You can make LIKE case-insensitive as well with the help of the LOWER function:

SELECT 'Ana' ILIKE 'ana'; 
--returns true

SELECT LOWER('Ana') LIKE LOWER('ana'); 
-- returns true

But this is a more verbose and prone to errors version that does not add any value to this feature. Besides, I've noted a slight improvement in performance using ILIKE.

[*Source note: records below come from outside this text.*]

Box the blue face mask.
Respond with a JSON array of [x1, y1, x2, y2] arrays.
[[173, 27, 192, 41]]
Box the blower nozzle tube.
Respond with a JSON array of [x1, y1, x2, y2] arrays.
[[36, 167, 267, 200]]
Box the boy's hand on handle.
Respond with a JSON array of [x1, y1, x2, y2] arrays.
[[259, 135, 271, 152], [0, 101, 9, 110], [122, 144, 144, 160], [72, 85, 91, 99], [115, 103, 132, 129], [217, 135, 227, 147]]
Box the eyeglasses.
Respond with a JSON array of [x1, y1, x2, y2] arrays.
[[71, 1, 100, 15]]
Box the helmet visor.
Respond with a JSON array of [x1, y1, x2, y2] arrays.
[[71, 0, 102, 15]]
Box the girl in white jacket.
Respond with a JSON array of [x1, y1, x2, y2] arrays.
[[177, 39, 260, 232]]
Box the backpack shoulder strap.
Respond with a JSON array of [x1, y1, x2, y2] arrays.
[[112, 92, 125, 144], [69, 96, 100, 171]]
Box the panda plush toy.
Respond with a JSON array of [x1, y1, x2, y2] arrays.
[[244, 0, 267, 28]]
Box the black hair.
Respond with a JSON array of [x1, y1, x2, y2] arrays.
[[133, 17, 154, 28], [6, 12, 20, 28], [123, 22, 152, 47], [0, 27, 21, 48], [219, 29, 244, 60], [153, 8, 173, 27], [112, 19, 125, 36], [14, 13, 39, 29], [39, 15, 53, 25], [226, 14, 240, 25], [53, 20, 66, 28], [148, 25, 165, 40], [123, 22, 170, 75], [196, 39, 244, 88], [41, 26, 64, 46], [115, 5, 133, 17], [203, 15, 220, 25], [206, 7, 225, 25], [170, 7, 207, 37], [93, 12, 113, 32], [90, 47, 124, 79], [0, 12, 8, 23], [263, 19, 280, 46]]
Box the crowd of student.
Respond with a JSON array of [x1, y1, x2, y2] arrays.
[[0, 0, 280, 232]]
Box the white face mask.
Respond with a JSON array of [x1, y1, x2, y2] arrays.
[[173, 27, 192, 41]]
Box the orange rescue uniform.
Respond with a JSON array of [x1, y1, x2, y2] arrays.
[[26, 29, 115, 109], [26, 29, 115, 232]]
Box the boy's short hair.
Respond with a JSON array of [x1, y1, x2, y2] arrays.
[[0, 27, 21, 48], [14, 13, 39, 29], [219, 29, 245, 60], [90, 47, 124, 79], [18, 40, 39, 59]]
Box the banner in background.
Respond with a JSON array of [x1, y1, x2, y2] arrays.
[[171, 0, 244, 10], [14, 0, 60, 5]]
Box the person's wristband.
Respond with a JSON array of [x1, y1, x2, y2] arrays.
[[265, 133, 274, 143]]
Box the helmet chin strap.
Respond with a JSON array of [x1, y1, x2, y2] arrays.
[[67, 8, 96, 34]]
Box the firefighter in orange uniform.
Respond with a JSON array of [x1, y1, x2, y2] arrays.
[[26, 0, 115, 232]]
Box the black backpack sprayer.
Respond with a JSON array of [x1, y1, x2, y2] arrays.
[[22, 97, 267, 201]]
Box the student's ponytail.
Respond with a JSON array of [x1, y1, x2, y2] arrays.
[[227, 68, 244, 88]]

If you're interested in understanding the performance differences between these two approaches, I recommend this stackoverflow thread. Here are my 2 cents after reading about it and doing some benchmarks: The latter option (LIKE with LOWER) can be significantly faster than the first (ILIKE) if you're not using indexes. When you use good indexes, those differences are reduced or even inverted. In my case, creating different GIN indexes for name, email ended up showing that the ILIKE option is the most performant (though with indexes this difference is not that relevant).

Conclusion

Using the PostgresSQL pg_trgm extension not only improved the relevancy of the search results but also brought this feature with great performance improvements (vs. a previously sluggish user experience). To come up with the final query and index solutions, I've used pgAdmin to test different hypotheses. Postgres EXPLAIN ANALYZE is an awesome command that I've also used heavily throughout this development. Remember that each problem is different so I'd advise anyone to use the tools that Postgres provides to analyze and measure different potential solutions.